Apparently inconsistent forces before/after dump

noam.bernstein · May 3, 2021, 11:16pm

I have a very simple input file, see below. Is there any plausible way that it’s possible for retest_0.dump and retest_1.dump to be different? Atoms seem to move (perhaps only by multiples of the periodic cell vectors - I’m still checking), but forces are definitely noticeably different. It’s an unperturbed fcc supercell, and the initial forces are all essentially 0 (~1e-14), but the second time they are not. This seems so basic I can’t imagine it’s actually a lammps bug (using the latest github version), but I can’t figure out why it’s happening.

read_data manual.lammps-data

pair_style eam/alloy
pair_coeff * * CuAg.eam.alloy Cu Ag

dump f0 all custom 1 retest_0.dump id type x y z fx fy fz
run 0

read_dump retest_0.dump 0 type x y z fx fy fz

dump f1 all custom 1 retest_1.dump id type x y z fx fy fz
run 0

akohlmey · May 4, 2021, 3:24am

Dump files will write out positions by default with 6 digits precision while double precision floating point numbers have 15-16 digits precision. So all positions that are not “exact” will be truncated to 6 digits precision which can cause quite significant forces.

try adding:

dump_modify f0 format float %20.15g

before the run 0

There are still some minor differences because floating point numbers are stored in base 2 exponential format internally and not all of those numbers can be exactly represented in base 10 floating point format and vice versa (classic example for that is 0.1).

noam.bernstein · May 4, 2021, 11:50am

Thanks, that fixed it. Now I need to understand why something very similar seems to be happening in ASE lammpslib as well. I’ll follow up if the problem there is real.

noam.bernstein · May 4, 2021, 12:48pm

Should it ever be possible to create a dump file with forces that are not consistent with the atomic positions in the same file?

I have a dump file that is created by within a call to ASE’s lammpslib.py, in high precision using your dump_modify suggestion. That file (ase_eval.lammps-dump-text (28.3 KB) ), which has quite significant forces (and indeed the lammpslib call returns those non-zero forces). When I read that file with a lammps executable, run and re-evaluate it (recalc.in (437 Bytes) , CuAg.eam.alloy.bz2 (497.8 KB), the forces appear small again.
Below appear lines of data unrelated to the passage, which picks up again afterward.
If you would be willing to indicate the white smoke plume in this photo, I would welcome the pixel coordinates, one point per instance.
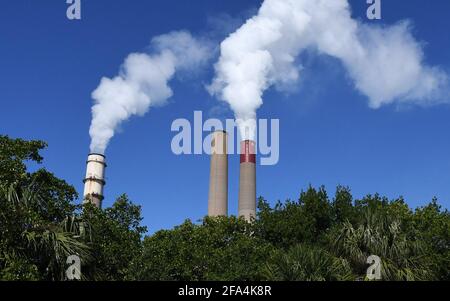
(385, 63)
(143, 82)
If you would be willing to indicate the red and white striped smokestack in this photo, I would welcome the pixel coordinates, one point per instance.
(247, 180)
(95, 179)
(218, 180)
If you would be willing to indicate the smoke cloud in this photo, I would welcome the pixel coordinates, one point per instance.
(143, 82)
(385, 63)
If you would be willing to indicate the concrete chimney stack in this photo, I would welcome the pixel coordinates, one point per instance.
(218, 179)
(247, 180)
(95, 179)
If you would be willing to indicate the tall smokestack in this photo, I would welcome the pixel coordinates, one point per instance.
(247, 180)
(218, 179)
(95, 179)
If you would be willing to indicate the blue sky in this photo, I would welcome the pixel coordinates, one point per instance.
(328, 134)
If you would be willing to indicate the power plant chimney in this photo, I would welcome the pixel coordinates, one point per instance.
(95, 179)
(218, 179)
(247, 180)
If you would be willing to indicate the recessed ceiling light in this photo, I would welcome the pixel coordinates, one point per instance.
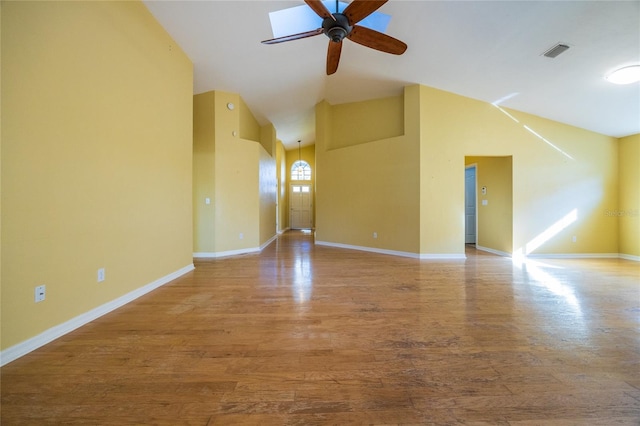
(625, 75)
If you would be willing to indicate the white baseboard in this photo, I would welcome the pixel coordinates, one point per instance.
(393, 252)
(573, 256)
(215, 255)
(29, 345)
(490, 250)
(443, 256)
(629, 257)
(369, 249)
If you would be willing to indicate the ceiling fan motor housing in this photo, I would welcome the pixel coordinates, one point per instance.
(338, 29)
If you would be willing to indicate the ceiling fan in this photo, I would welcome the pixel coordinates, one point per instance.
(337, 26)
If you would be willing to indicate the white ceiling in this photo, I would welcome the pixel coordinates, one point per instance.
(487, 50)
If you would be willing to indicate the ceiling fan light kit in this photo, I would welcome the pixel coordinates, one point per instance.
(338, 26)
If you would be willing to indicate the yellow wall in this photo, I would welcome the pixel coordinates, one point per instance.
(268, 184)
(629, 207)
(283, 183)
(204, 155)
(248, 125)
(96, 158)
(388, 122)
(563, 176)
(367, 187)
(410, 188)
(238, 174)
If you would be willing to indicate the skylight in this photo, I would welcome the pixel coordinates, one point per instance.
(300, 19)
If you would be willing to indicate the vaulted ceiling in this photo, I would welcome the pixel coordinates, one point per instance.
(487, 50)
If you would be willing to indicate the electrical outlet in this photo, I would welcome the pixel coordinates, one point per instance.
(40, 293)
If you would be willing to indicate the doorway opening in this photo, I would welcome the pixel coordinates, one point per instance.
(300, 197)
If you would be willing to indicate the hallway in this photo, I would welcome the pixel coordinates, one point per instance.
(306, 334)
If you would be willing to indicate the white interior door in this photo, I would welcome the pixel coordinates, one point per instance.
(300, 199)
(470, 205)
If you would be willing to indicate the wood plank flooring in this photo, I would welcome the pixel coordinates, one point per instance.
(303, 335)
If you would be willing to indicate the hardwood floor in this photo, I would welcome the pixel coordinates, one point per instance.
(303, 334)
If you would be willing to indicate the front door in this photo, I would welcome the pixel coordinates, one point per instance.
(300, 198)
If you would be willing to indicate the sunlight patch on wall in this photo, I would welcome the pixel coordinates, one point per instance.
(527, 128)
(545, 236)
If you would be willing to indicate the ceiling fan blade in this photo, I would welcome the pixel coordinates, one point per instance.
(320, 9)
(293, 37)
(376, 40)
(360, 9)
(333, 56)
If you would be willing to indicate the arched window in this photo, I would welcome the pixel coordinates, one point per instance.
(300, 171)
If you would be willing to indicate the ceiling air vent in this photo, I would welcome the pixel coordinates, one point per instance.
(555, 50)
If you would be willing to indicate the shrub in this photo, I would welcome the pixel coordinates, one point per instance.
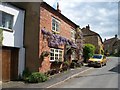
(73, 64)
(88, 51)
(37, 77)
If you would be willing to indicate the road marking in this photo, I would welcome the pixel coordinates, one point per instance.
(69, 78)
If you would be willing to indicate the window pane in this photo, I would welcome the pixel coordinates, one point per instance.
(55, 25)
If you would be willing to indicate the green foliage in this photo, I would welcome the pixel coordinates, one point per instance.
(44, 54)
(88, 51)
(1, 36)
(37, 77)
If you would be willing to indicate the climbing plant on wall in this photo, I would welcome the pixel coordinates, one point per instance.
(55, 40)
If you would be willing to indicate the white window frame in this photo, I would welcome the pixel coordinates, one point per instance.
(56, 53)
(56, 22)
(73, 35)
(7, 28)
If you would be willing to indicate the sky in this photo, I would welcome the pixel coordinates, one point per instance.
(101, 16)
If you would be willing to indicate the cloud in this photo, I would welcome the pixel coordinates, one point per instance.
(102, 16)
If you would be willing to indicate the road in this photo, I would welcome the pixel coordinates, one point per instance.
(105, 77)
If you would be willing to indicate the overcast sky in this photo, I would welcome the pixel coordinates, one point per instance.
(101, 16)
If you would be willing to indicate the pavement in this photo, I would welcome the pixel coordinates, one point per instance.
(54, 80)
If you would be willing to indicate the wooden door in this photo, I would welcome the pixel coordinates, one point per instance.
(14, 64)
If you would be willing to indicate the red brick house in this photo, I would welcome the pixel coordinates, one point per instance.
(49, 37)
(61, 34)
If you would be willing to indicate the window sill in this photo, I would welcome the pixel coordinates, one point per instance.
(6, 29)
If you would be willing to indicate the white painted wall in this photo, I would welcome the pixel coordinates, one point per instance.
(15, 38)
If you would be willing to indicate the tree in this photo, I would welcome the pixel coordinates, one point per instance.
(88, 51)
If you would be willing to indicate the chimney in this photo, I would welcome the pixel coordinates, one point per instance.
(58, 8)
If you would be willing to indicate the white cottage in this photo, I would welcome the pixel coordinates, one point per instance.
(13, 51)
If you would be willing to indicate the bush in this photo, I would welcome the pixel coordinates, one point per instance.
(37, 77)
(88, 51)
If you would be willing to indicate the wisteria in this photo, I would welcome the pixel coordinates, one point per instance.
(55, 40)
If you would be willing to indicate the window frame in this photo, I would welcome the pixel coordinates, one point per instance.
(57, 25)
(56, 52)
(12, 21)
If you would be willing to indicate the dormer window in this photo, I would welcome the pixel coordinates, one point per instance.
(55, 25)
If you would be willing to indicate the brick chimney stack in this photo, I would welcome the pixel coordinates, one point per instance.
(58, 8)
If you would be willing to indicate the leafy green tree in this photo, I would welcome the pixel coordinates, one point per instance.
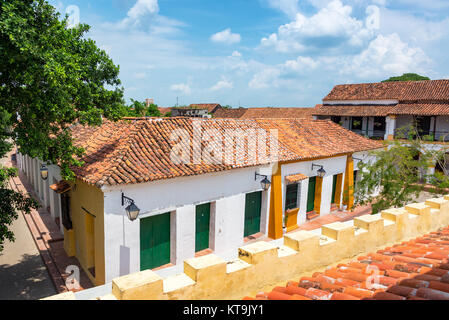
(407, 77)
(140, 109)
(153, 111)
(399, 172)
(50, 77)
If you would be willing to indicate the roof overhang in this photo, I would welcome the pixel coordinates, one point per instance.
(295, 178)
(61, 187)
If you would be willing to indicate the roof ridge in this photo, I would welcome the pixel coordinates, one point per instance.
(122, 151)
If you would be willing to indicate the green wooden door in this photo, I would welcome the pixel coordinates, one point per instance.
(154, 241)
(311, 195)
(202, 227)
(253, 206)
(334, 189)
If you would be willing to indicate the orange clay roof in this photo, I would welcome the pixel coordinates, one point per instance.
(434, 90)
(296, 178)
(419, 109)
(209, 106)
(253, 113)
(164, 110)
(137, 151)
(413, 270)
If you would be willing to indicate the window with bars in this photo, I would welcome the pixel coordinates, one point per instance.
(291, 198)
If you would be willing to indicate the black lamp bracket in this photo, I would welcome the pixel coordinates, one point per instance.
(125, 199)
(260, 175)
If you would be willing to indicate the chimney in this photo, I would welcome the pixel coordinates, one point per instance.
(149, 101)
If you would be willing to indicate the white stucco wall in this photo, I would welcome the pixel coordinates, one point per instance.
(224, 190)
(332, 166)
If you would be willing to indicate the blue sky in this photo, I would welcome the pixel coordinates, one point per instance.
(257, 53)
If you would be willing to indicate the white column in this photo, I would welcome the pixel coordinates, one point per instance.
(228, 223)
(390, 127)
(326, 193)
(265, 214)
(302, 215)
(183, 234)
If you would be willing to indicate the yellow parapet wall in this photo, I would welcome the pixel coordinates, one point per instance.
(262, 264)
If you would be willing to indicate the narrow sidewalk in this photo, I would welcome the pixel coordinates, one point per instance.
(50, 242)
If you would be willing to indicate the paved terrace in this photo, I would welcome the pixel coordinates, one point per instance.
(261, 264)
(49, 241)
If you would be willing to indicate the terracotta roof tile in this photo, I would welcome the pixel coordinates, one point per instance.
(400, 90)
(211, 107)
(137, 151)
(402, 277)
(421, 109)
(272, 113)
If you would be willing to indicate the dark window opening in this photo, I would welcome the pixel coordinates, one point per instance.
(423, 125)
(379, 124)
(337, 120)
(291, 199)
(356, 123)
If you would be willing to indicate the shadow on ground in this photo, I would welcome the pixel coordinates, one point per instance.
(26, 280)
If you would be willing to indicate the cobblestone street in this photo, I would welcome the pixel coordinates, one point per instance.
(23, 275)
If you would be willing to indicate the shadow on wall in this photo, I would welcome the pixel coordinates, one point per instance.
(26, 280)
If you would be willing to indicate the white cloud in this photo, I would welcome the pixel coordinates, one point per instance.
(301, 63)
(222, 84)
(140, 75)
(226, 36)
(236, 54)
(331, 26)
(142, 8)
(181, 87)
(289, 7)
(265, 78)
(387, 55)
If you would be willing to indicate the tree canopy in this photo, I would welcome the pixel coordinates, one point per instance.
(50, 77)
(407, 77)
(400, 172)
(140, 109)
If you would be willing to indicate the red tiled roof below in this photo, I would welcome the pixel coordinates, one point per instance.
(354, 111)
(419, 109)
(265, 113)
(296, 178)
(413, 270)
(422, 109)
(398, 90)
(137, 151)
(210, 107)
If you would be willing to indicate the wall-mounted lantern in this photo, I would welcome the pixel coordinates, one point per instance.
(266, 184)
(132, 210)
(44, 172)
(321, 172)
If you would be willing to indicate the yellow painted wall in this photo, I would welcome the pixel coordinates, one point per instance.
(275, 230)
(263, 264)
(318, 190)
(348, 193)
(88, 231)
(338, 189)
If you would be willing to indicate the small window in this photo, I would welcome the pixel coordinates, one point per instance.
(337, 120)
(379, 124)
(357, 123)
(65, 211)
(291, 198)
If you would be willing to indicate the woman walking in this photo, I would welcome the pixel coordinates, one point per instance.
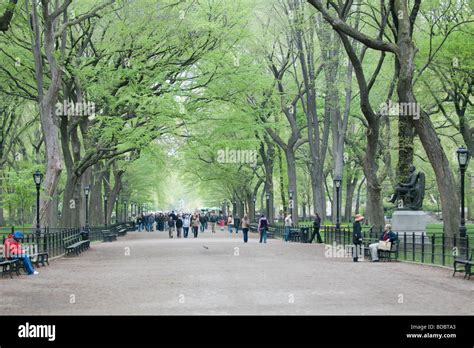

I strongly suspect that either I’m doing something wrong or there’s a bug in lammpslib, but if I can’t reproduce the forces that lammps is getting when run by lammpslib, even with from what I can tell identical positions, I don’t know how to debug it. As an additional point of information, the problem shows up with this EAM, but I haven’t been able to reproduce this issue with lj/cut so far.

If you have any suggestions as to what might be wrong or what I could check, I’d appreciate it.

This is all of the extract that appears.